Clinical approach for pulmonary alveolar proteinosis in children.

Abstract

In this editorial, we discuss the clinical implications of the article by Zhang et al. Pulmonary alveolar proteinosis (PAP) is a rare lung disease characterized by excessive surfactant accumulation in the alveoli. It is classified into four categories: Primary, secondary, congenital, and unclassified forms. Primary PAP is caused by the disruption of granulocyte-macrophage colony-stimulating factor (GM-CSF) receptor signaling, which is necessary for the clearance of surfactant by alveolar macrophages. It is further divided into autoimmune PAP, caused by anti-GM-CSF antibodies blocking alveolar macrophage activation, and hereditary PAP, resulting from mutations in genes encoding GM-CSF receptors. Secondary PAP develops due to conditions affecting the number or function of alveolar macrophages, such as infections, immunodeficiency, hematological disorders, or exposure to inhaled toxins.
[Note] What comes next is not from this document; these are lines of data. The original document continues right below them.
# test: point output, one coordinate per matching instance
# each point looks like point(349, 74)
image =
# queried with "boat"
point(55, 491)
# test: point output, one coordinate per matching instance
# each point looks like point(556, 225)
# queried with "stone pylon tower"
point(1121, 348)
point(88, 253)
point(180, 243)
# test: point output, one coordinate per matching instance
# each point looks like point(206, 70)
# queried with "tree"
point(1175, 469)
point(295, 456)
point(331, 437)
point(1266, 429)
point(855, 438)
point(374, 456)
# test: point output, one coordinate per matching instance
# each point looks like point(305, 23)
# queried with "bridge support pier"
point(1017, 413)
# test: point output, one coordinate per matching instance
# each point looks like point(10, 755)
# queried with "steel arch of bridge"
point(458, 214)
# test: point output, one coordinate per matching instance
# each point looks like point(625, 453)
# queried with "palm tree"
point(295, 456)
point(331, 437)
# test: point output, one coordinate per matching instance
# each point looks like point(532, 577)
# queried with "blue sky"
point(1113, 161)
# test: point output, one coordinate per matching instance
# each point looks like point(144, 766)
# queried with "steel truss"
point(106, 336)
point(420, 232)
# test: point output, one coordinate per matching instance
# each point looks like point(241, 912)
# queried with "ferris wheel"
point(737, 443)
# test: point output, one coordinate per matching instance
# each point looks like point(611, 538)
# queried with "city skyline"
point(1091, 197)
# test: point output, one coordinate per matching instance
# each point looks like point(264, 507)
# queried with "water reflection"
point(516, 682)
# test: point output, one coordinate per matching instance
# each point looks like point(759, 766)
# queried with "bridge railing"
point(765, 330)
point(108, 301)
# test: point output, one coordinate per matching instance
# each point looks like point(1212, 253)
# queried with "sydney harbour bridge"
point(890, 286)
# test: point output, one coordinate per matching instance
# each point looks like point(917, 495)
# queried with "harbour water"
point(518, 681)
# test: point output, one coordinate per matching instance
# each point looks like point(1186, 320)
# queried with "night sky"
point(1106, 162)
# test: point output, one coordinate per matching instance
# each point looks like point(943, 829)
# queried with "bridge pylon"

Congenital PAP is linked to mutations in genes involved in surfactant protein production. Notably, the causes of PAP differ between children and adults. Diagnostic features include a characteristic "crazy-paving" pattern on high-resolution computed tomography, accompanied by diffuse ground-glass opacities and interlobular septal thickening. The presence of PAP can be identified by the milky appearance of bronchoalveolar lavage fluid and histological evaluation. However, these methods cannot definitively determine the cause of PAP. Whole lung lavage remains the standard treatment, often combined with specific therapies based on the underlying cause.